ST. THOMAS, Ont. — More than 2,000 workers at the Sterling Truck assembly plant in St. Thomas, Ont., walked off the job on March 10 as negotiations with the company broke down.
The members of the Canadian Auto Workers Local 1001 began a legal strike as the clock struck midnight, due to unresolved issues regarding wages, time off the job, pensions and benefits. The union is also seeking job-security language in the proposed contract ensuring the production of vehicles in the future.
“There was a lot of hard work done by the bargaining committee to bring a reasonable, responsible proposal to the table but the company refused to match the needs of our members,” commented Richard Laverty, chair of the CAW bargaining committee. “Our members have worked inordinate amounts of overtime to meet unprecedented levels of production. The company has refused to recognize their hard work.”

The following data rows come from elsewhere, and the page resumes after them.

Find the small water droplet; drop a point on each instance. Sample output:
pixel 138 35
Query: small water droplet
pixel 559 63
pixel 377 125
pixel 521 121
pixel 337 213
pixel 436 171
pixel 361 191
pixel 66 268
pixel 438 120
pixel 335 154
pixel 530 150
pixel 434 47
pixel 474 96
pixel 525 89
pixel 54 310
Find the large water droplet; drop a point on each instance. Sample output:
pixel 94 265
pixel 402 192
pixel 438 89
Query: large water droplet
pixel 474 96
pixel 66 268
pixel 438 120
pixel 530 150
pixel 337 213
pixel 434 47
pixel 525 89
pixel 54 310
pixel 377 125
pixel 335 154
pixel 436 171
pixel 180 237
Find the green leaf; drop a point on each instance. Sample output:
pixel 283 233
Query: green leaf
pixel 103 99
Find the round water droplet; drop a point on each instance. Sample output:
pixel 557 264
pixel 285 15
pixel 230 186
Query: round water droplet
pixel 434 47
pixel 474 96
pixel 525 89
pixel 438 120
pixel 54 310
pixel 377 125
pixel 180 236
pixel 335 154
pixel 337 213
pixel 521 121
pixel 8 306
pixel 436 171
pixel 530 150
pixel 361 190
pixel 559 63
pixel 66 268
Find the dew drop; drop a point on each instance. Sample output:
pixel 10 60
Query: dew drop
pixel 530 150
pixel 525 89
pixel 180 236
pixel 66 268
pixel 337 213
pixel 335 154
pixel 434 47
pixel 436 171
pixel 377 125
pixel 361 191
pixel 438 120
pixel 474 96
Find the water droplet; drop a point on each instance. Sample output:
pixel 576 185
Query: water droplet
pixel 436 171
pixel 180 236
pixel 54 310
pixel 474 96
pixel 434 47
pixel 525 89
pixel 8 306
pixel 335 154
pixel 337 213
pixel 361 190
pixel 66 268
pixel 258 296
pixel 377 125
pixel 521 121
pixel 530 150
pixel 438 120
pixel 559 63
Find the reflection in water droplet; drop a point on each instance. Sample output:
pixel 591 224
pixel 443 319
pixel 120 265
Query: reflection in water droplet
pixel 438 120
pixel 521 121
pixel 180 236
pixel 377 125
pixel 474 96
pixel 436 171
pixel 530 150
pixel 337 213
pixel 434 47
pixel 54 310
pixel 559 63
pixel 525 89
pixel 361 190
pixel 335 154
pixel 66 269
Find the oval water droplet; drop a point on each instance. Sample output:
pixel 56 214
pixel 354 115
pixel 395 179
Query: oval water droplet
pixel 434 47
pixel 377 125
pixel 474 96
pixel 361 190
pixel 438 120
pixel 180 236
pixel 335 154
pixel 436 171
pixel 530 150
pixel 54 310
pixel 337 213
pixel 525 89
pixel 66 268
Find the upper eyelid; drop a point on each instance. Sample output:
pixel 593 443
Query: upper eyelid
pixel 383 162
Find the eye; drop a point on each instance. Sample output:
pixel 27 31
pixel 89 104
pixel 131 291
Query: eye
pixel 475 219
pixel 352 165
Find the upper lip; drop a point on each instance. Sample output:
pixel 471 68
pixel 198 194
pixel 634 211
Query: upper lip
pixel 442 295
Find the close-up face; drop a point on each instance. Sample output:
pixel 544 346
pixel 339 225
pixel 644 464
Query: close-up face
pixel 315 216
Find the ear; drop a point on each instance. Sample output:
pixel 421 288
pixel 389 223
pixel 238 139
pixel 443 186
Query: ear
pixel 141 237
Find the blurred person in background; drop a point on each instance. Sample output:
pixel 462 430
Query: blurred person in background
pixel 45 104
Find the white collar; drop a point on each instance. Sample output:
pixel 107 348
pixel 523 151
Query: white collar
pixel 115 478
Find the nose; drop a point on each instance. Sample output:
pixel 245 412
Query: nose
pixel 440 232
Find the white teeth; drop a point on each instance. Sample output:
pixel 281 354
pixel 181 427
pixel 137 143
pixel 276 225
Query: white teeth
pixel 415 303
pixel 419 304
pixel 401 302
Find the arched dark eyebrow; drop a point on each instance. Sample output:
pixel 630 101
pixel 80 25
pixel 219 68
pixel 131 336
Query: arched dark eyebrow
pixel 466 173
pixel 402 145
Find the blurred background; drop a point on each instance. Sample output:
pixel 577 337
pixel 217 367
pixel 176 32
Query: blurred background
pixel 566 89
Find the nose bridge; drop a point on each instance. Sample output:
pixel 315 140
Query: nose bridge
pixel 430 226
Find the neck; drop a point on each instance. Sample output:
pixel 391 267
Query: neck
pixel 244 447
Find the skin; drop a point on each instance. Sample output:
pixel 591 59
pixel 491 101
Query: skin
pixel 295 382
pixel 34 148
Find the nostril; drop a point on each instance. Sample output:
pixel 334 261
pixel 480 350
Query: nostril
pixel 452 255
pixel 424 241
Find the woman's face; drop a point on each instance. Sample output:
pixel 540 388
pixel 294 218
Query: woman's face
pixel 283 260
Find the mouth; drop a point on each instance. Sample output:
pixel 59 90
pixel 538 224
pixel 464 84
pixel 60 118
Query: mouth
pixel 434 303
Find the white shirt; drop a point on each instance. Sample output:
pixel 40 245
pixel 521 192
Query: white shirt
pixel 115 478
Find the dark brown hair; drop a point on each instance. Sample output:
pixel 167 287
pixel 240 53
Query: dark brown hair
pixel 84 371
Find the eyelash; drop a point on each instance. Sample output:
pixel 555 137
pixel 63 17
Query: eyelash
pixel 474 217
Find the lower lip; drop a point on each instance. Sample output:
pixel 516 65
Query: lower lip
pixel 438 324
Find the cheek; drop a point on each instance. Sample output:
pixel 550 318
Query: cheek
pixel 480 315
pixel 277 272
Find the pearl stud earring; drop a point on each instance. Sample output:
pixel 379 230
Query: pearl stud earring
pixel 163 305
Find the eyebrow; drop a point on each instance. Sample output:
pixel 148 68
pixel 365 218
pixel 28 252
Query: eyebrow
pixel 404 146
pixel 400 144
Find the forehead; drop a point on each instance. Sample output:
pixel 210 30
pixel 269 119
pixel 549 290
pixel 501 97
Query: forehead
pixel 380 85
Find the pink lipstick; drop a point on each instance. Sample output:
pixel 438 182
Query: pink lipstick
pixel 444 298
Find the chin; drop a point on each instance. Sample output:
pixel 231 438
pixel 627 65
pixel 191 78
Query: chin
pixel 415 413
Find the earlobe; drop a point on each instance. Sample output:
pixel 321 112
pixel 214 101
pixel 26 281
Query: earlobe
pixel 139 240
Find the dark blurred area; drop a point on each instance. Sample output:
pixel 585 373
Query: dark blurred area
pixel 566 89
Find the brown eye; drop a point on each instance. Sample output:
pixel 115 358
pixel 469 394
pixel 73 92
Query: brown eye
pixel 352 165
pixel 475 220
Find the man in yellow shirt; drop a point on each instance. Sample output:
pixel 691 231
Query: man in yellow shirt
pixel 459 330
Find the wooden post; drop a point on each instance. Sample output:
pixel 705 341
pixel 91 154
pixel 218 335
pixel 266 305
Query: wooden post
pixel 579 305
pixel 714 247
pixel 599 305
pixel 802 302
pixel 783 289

The Ontario plant produces Sterling’s HX heavy-duty truck and Acterra medium-duty truck, during its three-shift rotation. Sales of Sterling trucks have increased substantially during the past three years and production levels at the St. Thomas plant reflect those numbers.
In 2003, the plant rolled out 78 units per day. Current production levels are up to 114 units per day, which the union says is a utilization rate of 110 per cent.
The situation on the picket line has been tense. Just hours into the strike, the tires were slashed on three St. Thomas police cruisers. According to reports in the London Free Press, police have returned to the plant to deal with other such incidents.
The union has expressed its discontent with those actions and is hopeful talks with management will resume this week.